Still finding that you have waste? Look to join schemes where you can sell or donate your left-over ingredients. There are plenty of schemes available that offer food to the less fortunate and you can be one of them.
Grow it yourself
Look at which ingredients you can grow yourself and start your own kitchen garden for your restaurant. This is a fantastic way to teach both you and your staff about how ingredients grow and it’ll give a new appreciation for the items in your cooking. Still finding that what you grow goes to waste? They can go back into the garden as compost.

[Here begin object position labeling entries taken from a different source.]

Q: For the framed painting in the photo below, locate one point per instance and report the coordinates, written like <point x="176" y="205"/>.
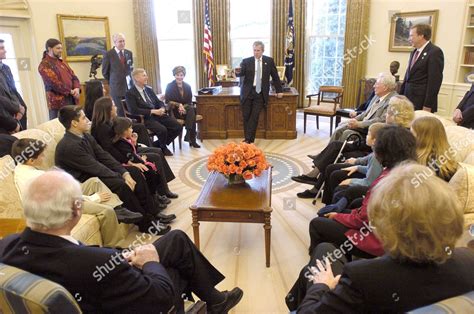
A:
<point x="83" y="36"/>
<point x="401" y="24"/>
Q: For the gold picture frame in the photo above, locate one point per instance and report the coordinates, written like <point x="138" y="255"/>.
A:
<point x="83" y="36"/>
<point x="400" y="28"/>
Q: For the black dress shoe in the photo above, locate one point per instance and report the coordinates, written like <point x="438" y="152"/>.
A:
<point x="166" y="151"/>
<point x="232" y="298"/>
<point x="306" y="194"/>
<point x="160" y="206"/>
<point x="305" y="179"/>
<point x="154" y="227"/>
<point x="170" y="194"/>
<point x="162" y="199"/>
<point x="165" y="219"/>
<point x="126" y="216"/>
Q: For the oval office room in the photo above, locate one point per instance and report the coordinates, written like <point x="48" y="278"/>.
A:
<point x="236" y="156"/>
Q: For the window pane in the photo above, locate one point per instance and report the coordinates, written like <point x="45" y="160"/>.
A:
<point x="247" y="26"/>
<point x="326" y="23"/>
<point x="175" y="31"/>
<point x="11" y="59"/>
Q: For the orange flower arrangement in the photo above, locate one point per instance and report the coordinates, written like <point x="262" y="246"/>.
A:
<point x="241" y="159"/>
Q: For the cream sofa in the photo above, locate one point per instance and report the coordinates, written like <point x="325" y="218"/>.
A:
<point x="462" y="140"/>
<point x="88" y="229"/>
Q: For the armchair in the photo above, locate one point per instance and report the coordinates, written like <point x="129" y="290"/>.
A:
<point x="328" y="101"/>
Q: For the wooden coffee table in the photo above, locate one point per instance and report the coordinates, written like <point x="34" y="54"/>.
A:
<point x="249" y="202"/>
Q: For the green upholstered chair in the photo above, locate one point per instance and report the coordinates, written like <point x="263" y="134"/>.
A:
<point x="23" y="292"/>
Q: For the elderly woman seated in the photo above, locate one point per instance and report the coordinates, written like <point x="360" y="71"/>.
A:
<point x="179" y="95"/>
<point x="418" y="223"/>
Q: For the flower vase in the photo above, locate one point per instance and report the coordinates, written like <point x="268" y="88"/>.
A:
<point x="233" y="179"/>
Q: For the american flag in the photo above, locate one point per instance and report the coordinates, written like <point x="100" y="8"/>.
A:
<point x="207" y="46"/>
<point x="290" y="46"/>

One thing you have to understand is that this can not all be done at once, this will be a long process of having to change the way you think and act. It’s well within your best interest to start as soon as possible to help the impact of global warming. Businesses that neglect sustainable practices are beginning to become less appealing to customers and those who are taking note are beginning to thrive.
There is no endpoint with sustainability. You can continually improve your practices over time to reduce costs, reduce carbon footprint and help create a better world for all of us.